Bu yeterince kutsal bir vazifedir.
Bu vazife, Allah Resulün'den iki üç asır sonra yalan rivayetlerle iftira edilerek uydurulan sözlerle kıyaslanamaz.
Allah resulüne kadir kıymet verilecekse Vahye odaklanılmalı ve onun Allah'ın Elçisi olduğu bilinmelidir.
O Allah'ın kelamının hayat bulduğu bir şahsiyettir.
Bundan büyük şeref ve onur olurmu?
Bu onur ve şeref Buharinin, Müslimin, Nesainin, Ebu Davudun, İbni macenin, Tirmizinin, İmamı maliki'nin yalan ve uydurmalarıyla bir tutulabilir mi?

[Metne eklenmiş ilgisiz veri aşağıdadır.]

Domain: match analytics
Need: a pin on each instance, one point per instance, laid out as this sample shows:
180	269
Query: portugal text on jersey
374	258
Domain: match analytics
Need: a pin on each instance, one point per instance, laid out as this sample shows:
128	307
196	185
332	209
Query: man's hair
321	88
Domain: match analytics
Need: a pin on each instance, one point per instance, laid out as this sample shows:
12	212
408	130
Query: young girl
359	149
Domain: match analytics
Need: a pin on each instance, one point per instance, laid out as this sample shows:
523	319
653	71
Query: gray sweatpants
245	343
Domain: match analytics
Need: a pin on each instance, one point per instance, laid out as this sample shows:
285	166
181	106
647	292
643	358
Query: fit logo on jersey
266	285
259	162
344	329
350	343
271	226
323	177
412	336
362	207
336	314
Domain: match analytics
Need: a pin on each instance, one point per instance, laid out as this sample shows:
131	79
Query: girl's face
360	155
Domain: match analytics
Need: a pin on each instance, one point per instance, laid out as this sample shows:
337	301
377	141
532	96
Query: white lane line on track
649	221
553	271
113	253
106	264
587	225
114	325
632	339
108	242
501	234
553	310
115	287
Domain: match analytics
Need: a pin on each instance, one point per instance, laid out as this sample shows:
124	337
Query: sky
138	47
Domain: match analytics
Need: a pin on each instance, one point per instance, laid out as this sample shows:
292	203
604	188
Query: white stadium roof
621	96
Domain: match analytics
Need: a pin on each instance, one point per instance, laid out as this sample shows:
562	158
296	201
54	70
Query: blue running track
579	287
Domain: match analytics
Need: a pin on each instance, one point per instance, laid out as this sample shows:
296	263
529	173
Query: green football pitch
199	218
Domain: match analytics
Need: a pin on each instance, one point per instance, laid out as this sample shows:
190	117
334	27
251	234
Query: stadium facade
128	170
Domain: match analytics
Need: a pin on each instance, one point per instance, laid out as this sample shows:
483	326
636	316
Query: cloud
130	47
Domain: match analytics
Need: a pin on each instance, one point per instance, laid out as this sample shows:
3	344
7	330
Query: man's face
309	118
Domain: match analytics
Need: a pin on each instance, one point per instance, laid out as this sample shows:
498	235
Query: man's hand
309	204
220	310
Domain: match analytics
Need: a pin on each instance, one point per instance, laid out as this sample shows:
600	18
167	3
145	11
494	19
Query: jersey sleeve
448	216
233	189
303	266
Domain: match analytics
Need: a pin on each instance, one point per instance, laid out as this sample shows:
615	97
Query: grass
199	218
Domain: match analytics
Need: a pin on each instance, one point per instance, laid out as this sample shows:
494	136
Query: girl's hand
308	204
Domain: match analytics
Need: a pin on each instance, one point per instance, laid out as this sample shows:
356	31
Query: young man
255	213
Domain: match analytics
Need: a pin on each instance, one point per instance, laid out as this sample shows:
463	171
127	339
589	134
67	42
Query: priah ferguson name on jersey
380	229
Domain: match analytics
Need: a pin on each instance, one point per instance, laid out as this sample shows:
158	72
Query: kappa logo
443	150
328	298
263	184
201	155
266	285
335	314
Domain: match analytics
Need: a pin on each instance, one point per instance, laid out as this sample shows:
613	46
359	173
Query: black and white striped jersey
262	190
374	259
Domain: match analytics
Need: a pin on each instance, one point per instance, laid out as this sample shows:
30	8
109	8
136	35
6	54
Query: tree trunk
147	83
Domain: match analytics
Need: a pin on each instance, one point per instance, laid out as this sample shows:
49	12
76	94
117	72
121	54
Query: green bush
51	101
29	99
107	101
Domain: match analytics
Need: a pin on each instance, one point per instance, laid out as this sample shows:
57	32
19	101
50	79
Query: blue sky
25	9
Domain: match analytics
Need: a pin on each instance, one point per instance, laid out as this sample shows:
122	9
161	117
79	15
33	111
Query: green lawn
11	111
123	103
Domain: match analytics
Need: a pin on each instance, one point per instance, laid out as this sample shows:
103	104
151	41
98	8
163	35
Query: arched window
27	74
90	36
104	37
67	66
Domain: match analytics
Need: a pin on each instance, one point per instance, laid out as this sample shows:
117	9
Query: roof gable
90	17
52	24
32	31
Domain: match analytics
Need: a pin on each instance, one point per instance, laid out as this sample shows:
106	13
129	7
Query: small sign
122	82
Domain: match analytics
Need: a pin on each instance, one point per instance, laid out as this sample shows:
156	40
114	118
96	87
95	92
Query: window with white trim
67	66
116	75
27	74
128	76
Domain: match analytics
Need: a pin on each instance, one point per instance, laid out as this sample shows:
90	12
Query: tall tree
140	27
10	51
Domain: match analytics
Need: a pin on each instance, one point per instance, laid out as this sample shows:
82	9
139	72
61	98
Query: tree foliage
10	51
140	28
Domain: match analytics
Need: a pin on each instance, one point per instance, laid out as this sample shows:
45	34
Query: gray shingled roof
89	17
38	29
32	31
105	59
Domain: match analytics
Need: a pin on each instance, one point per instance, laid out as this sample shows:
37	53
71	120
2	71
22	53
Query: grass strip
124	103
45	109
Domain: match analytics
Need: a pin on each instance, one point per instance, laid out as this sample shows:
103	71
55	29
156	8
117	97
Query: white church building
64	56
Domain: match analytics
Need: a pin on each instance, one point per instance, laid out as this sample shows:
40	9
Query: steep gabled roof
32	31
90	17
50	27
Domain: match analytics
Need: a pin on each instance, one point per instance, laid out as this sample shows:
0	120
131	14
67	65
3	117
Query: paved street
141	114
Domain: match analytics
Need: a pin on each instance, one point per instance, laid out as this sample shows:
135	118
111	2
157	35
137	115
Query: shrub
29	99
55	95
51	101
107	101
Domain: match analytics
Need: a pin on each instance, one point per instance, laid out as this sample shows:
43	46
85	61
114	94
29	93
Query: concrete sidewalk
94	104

Bunun dışında Elçilik konumunu aşan yetkilerin Allah Resulü'ne yalan yollarla İsnat edilmesi büyük bir zulüm ve suç olarak müfterilere yeter.
Şayet çoğunluğu temsil eden geleneksel anlayış doğru olsaydı Resulullah'ın ahiretteki şikayeti "Ümmetim bu Kur'an'ı terketti "(Furkan, 30 ) Şeklinde olmaz, "Ümmetim sözlerimi (hadislerimi )terketti "şeklinde olurdu.
Bizim ya da din adına sadece Kur'an'ı kaynak kabul eden muvahhidlerin Allah Resulü'nü önemsiz. görme gibi bir düşünceleri olması mümkün değildir.
Bu muvahhid Müslümanlara çirkin ve alçakça bir iftiradır. Allah Resulü'nü önemsiz görmek, onu takdir etmemek, gereken değeri vermemek mümin olana yakışmaz.
Dolayısıyla, bizim dert ve davamız Allah Resulü'nün üzerinden ortaya atılmış olan uydurmalardan dinimizi kurtarmak ve din adına sadece Kur'ana uymaktır.
Allah'ın muradı budur.
Allah Resulü'ne gösterilecek en büyük saygı ve sevgi, ondan bize miras kalan Allah'ın kitabı olan Kuran'ı takip etmektir.
İşte o zaman gerçek anlamda dini yalnız Allah'a has kılar ve Allah Resulü'nün gerçek yolunu takip etmiş oluruz.